DISCO BOY
(director/writer: Giacomo Abbruzzese; cinematographer: Helene Louvart; editors: Fabrizio Federico, Ariane Boukerche, Giacomo Abbruzzese; music: Vitalic; cast: Laetitia Ky (Udoka), Franz Rogowski (Aleksei/Alex), Michal Balicki (Mikhail), More Ndiaye (Jomo), Leon Lucev (Paul), Matteo Olivetti (Francesco), Robert Więckiewicz (Gavril); Runtime: 92; MPAA Rating: NR; producers: Lionel Massol, Pauline Seigland; Big World Pictures; 2023-(France-Italy-Belgium-Poland-in French, Russian, Polish, Igbo with English subtitles)
“A narrative where the dream-like journey is the thing.”
Reviewed by Dennis Schwartz
The Italian director Giacomo Abbruzzese makes his debut memorable in this lively French Foreign Legion film, whose theme is finding one’s identity for a man always on the move. It’s divided into 3 chapters, showing the protagonist changing himself while in different locations.
Aleksei (Franz Rogowski, German actor) is from Belarus. He comes to Poland by bus on a tourist visa with his pal Mikhail (Michal Balicki) and a few other countrymen. Aleksei and Mikhail sneak off the bus and hitch a ride west with a truck driver. Eight days later in Paris as illegal migrants, they join the French Foreign Legion, with Aleksei using the name Alex as he opts for a five year recruitment stint so he can become a French citizen.
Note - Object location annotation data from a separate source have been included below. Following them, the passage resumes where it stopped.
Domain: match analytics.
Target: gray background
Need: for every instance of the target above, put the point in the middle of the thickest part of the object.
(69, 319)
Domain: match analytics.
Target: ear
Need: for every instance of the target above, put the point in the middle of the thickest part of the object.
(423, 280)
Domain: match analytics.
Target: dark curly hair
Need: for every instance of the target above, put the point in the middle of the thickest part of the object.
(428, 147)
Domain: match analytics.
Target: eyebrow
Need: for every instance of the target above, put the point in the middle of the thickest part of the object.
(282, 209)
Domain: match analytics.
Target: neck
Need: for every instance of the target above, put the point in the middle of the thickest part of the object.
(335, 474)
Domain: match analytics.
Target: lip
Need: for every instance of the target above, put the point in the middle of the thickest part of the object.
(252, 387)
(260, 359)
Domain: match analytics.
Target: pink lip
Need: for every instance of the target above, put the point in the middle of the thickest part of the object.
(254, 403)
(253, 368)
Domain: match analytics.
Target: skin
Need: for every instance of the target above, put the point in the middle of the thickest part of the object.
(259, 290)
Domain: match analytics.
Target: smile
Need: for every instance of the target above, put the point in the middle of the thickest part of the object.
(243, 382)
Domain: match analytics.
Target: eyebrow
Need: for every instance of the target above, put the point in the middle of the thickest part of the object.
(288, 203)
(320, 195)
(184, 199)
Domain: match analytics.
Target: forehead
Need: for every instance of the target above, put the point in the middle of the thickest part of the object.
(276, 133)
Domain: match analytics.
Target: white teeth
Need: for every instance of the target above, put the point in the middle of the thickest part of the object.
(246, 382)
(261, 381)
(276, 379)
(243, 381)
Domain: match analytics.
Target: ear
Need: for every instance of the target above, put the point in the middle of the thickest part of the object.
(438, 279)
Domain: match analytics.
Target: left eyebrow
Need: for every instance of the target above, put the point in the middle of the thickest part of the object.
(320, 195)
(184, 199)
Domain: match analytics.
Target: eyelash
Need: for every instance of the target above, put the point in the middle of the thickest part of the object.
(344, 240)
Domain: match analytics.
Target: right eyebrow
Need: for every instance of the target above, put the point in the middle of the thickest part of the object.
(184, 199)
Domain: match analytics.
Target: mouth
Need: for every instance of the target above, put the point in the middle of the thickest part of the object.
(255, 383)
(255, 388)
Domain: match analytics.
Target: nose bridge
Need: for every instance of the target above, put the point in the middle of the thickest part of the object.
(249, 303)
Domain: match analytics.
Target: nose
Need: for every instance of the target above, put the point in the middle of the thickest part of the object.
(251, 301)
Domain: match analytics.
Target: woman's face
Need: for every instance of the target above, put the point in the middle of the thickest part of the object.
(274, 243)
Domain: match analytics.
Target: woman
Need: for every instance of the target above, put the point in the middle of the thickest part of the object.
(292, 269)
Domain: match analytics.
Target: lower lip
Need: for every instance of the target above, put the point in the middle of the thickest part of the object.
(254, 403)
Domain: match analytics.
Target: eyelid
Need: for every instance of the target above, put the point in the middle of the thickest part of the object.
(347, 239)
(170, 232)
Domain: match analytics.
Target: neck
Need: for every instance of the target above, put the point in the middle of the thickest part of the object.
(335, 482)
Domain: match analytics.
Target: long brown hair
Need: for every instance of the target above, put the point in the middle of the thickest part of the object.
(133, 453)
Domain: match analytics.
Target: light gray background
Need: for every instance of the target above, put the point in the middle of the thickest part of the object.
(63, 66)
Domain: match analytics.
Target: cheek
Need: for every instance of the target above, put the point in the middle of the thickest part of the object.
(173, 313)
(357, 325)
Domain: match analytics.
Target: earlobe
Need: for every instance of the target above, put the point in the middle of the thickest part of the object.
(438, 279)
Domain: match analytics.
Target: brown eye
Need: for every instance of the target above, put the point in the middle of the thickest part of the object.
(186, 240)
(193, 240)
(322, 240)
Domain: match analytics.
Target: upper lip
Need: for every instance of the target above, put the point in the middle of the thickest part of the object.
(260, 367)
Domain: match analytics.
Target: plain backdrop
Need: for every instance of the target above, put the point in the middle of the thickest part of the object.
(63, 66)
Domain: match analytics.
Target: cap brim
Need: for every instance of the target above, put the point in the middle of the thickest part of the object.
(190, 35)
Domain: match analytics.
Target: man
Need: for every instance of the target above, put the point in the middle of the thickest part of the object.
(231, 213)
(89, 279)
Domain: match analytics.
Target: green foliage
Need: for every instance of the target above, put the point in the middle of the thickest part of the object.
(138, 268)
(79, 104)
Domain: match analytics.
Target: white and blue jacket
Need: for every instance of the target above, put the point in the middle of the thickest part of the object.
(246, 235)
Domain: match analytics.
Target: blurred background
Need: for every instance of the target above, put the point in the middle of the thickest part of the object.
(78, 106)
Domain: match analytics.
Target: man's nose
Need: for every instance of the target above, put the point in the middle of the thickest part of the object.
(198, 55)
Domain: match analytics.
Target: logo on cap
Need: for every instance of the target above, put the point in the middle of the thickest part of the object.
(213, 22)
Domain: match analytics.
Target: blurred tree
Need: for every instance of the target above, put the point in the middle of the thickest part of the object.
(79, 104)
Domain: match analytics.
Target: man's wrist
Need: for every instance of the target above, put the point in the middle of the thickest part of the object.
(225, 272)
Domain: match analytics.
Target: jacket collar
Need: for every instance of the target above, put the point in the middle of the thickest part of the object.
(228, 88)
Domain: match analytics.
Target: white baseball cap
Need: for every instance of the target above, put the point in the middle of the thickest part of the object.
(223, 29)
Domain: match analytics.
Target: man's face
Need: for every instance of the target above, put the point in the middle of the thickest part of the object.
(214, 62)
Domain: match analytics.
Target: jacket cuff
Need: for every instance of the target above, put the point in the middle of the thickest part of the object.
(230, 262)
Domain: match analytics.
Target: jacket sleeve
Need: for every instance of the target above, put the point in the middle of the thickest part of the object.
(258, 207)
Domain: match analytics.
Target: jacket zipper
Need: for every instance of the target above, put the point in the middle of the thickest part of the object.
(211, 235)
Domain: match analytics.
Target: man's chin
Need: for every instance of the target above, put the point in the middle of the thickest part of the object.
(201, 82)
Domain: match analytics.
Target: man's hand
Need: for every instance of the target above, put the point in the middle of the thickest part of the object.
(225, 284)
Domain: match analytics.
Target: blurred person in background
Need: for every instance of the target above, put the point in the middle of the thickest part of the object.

Alex survives a brutal basic training under the indifferent commander (Leon Lucev), and his unit
gets sent to Nigeria to rescue French hostages, as it fights for the Big Oil exploiters over the natives.
On the mission the unit gets into a gunfight with freedom fighter Jomo (More Ndiaye) and his sister Udoka (Laetitia Ky), who lead an insurgent paramilitary group in the Niger Delta and are holding the hostages.
The battle scene during a nighttime raid by the Legionnaires is beautifully shot in the legionnaires’ infrared goggles.
Back in Paris with his victorious unit, Chapter 3 opens on the dance floor, where Alex is overcome by his memories, and immerses himself in thoughts about Jomo and his dream to be a nightclub dancer, a “disco boy,” if born as a privileged white man (the reason for the title).
It’s fair to compare Abbruzzese’ French Foreign Legion film with the masterpiece Legion film made by Clair Denis, the 1999 “Beau Travail,” even if this provocative version, a harrowing mood piece, is more promising than on that level of scope.
Adding more excitement to a narrative where the dream-like journey is the thing, is the mesmerizing Rogowski performance, the throbbing electronic score by Vitalie and the imaginative photography by the DP Helene Louvart.
It played at the Berlin Film Festival.